Fund Sweetwood Ventures has a big bet on VC small funds.


Although older venture capital firms continue to raise bigger and bigger funds, LPs may have more luck focusing on smaller things.

Amit Kurz, general partner of Israel-based Sweetwood Ventures Fund, thinks so. He told TechCrunch that last year he started seeing more and more small funds that he had never seen at the main tables of the tournament. While these “nano” funds weren’t the main funding for Sweetwood’s $70 million thesis, he thought it was worth finding a way to support them.

“I was really excited about how we could get exposure to that space,” Kurz told TechCrunch. “You actually generate this access to the most subscribed rounds and invest a small amount, which is a known win-win. You’re not competing with the mainstream VCs, but everyone wants you because you bring so much value.”

So Sweetwood decided to raise a fund dedicated to these investors. Now, the firm is announcing that it has raised $20 million for a separate fund to focus on Israel-based money, cutting checks of up to $2 million to amounts of $15 million or less. Sweetwood has supported seven funds so far.

He is also looking to create nano funds by working with angel investors.

For this side of the fund, Sweetwood works with angels to match their investment in a company and have them shoulder the money the company raises. They don’t take that kind of stake to begin with. So far they have closed on two deals.

“It’s a no-brainer for these guys,” Kurz says of approaching angel investors. “[They are] Anyway, there’s this external partner that does these deals and pays them like a tech scout, which doesn’t look like a tech scout.

The firm started raising a nano-focused fund at the peak of the 2021 frenzy, and is now looking to deploy into different market conditions where smaller, less established companies are struggling to scale. Kurz said they were initially apprehensive when the market began to deteriorate, but they quickly got over that fear because they realized that their paybacks were now writing checks to companies at affordable prices and that they actually had time to spend. Diligence.

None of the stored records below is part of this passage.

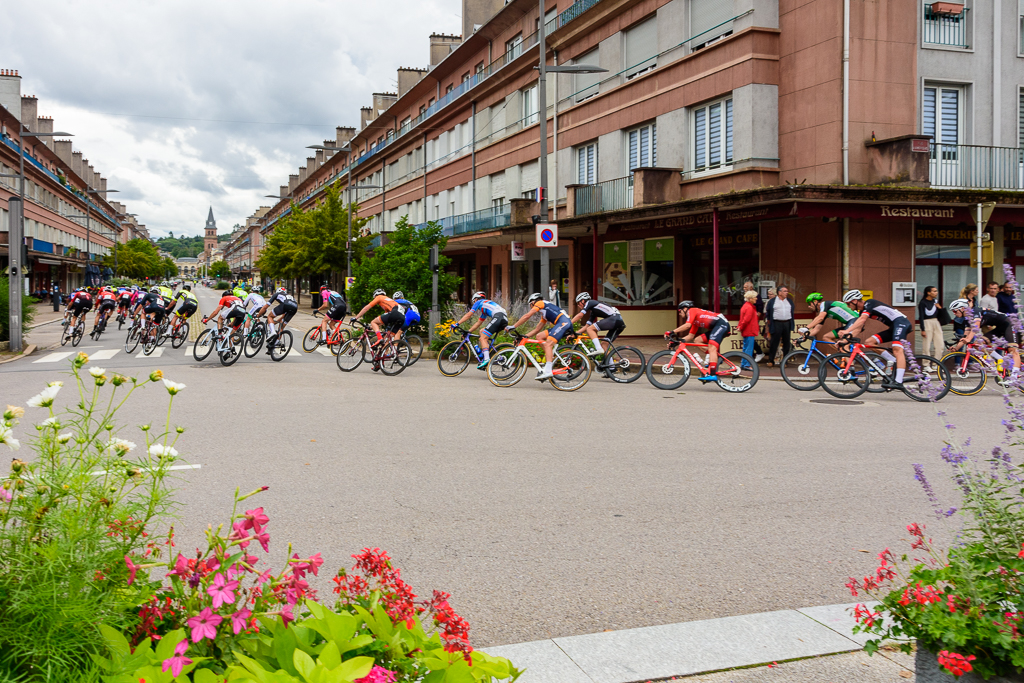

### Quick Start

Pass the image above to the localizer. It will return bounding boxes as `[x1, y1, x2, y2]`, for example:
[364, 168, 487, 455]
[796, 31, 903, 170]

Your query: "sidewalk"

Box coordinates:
[485, 604, 913, 683]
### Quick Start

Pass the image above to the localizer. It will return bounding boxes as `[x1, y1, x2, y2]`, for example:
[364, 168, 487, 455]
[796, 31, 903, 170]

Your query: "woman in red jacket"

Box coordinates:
[739, 290, 758, 367]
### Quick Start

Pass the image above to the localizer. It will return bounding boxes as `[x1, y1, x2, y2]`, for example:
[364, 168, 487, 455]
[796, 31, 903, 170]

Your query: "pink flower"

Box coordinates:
[186, 607, 224, 643]
[125, 555, 140, 589]
[206, 573, 239, 609]
[231, 608, 252, 636]
[163, 640, 191, 678]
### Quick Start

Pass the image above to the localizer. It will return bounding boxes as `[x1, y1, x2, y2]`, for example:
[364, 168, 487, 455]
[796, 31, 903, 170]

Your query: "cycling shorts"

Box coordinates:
[329, 302, 348, 321]
[708, 318, 729, 348]
[548, 317, 572, 341]
[871, 317, 911, 344]
[480, 313, 509, 337]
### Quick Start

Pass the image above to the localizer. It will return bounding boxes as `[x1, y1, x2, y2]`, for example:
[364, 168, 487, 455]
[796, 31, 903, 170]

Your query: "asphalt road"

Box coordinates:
[0, 286, 1004, 646]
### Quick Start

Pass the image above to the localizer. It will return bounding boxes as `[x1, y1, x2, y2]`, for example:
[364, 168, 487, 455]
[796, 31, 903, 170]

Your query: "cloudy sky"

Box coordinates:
[0, 0, 462, 237]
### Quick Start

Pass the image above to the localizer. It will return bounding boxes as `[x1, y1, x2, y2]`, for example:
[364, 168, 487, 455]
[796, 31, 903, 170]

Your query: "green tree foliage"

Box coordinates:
[348, 216, 462, 318]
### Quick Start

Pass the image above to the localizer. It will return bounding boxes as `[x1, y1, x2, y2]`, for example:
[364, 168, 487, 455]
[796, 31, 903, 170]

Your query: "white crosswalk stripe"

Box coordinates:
[33, 351, 77, 362]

Kurz addressed the big question they ask when evaluating these potential investments, since neither angel investors nor nano funds are big enough to lead any rounds, why would startups want to take their money? He said the organization is looking for funds and individuals that fall under two categories of answers: knowledge and access.

For some, access is king, especially through the angel investor. If you’re a well-connected, well-known ex-tech entrepreneur, the idea is to hear about more prestigious deals and get invited to join other angels because of your background. According to Kurz, this may include angels who were successful or well-known predecessors.

Sweetwood, on the other hand, is looking for professional and highly skilled funds and individuals sought by companies to fill rounds because they bring a significant amount of value to the table relative to their check size.

“Why do people give you access? Why do people want it at the cap table?” he said. “It’s more about the ability to add value and get the deal than your ability to identify the deal or make choices on the deal.”

While this nano fund is separate from the firm’s main series, Kurz envisions some funds being good candidates for the main fund online. It also helps them get into companies that might otherwise end up in mainstream fund portfolios.

“The smaller the funds the better,” he said. “The smaller you are, the more likely you are to generate disproportionate returns. I thought, this is really interesting, how do we build something for this?”